Feature story

Cambodia social protection for people living with HIV

15 December 2023

Imagine this: you’re a person living with HIV, and your household is facing financial hardship. You decide to run a small grocery business at home, keeping your status hidden. Despite accessing free HIV treatment, you cannot afford other essential health services. And when you need to buy medicine, you don't have enough for your children’s school supplies or nutritious meals.

Low incomes.

Unaffordable healthcare.

Employment insecurity due to HIV-related stigma and discrimination.

These realities create financial hurdles for the poor among people living with HIV and the key populations—gay men and other men who have sex with men, transgender women, sex workers and people who inject drugs.

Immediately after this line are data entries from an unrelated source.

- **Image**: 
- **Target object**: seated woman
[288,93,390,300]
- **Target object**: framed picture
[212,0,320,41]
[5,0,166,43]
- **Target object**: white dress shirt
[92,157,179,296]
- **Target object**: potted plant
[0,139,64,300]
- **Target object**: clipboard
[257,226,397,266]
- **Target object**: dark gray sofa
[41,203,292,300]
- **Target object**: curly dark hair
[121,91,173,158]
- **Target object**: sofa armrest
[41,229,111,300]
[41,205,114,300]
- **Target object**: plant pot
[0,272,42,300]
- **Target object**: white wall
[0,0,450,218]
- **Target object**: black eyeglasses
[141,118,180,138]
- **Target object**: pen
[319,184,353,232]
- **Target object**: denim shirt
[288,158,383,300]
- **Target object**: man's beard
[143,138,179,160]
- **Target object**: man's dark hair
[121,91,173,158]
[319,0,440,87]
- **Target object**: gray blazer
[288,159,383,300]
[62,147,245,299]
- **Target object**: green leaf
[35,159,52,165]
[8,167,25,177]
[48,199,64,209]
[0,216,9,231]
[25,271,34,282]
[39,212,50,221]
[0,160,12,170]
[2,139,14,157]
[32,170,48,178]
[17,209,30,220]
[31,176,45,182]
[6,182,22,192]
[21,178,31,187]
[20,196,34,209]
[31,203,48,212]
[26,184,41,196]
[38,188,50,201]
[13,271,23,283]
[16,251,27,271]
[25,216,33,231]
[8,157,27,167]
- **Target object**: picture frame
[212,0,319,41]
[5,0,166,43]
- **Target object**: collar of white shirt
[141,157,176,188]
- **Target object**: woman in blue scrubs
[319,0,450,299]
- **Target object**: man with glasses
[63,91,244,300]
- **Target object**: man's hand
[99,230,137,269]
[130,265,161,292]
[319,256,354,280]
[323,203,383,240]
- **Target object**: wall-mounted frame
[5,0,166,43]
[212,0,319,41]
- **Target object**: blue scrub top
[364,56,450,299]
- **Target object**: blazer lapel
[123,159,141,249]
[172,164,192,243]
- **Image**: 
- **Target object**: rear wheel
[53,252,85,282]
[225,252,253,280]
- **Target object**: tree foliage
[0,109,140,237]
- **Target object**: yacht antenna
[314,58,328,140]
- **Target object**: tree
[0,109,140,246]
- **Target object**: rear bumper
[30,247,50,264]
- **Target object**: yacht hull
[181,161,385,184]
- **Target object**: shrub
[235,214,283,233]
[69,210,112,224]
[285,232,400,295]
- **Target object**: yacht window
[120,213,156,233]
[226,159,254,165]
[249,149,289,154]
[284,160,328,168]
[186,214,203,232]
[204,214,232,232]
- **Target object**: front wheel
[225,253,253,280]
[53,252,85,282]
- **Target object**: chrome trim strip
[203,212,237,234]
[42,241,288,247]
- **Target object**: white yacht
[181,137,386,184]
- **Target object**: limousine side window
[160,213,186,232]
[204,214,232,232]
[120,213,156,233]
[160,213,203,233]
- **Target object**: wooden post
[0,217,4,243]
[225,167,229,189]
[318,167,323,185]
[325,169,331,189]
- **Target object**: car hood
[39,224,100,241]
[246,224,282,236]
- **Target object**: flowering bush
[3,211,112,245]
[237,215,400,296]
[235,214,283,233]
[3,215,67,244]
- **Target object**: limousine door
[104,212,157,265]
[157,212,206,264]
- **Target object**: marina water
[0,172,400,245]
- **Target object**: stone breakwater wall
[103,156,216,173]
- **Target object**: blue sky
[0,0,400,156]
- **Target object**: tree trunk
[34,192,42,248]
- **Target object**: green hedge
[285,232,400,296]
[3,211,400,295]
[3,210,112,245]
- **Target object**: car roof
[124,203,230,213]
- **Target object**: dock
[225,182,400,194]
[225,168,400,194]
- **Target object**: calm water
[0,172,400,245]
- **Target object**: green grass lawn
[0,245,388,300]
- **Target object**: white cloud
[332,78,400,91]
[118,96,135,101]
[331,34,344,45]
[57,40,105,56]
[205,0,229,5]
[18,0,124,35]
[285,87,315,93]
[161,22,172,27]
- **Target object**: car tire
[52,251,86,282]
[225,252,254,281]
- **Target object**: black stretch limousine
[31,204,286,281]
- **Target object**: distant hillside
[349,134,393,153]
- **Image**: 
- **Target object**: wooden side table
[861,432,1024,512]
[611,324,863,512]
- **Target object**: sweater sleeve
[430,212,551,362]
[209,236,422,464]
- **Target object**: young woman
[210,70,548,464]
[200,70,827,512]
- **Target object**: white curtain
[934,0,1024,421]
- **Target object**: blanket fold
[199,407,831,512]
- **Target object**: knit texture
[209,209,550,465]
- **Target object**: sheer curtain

In Cambodia, stakeholders are working to ensure that the social protection safety net specifically covers people living with, and at risk of contracting, HIV.

“People living with HIV do not only need medication, but also food. If we provide only the drugs they will not survive,” said  Tia Phalla, Deputy Director of Cambodia’s National AIDS Authority (NAA). He explained that nutrition support and other non-health related care are an integral part of the national policy for responding to HIV.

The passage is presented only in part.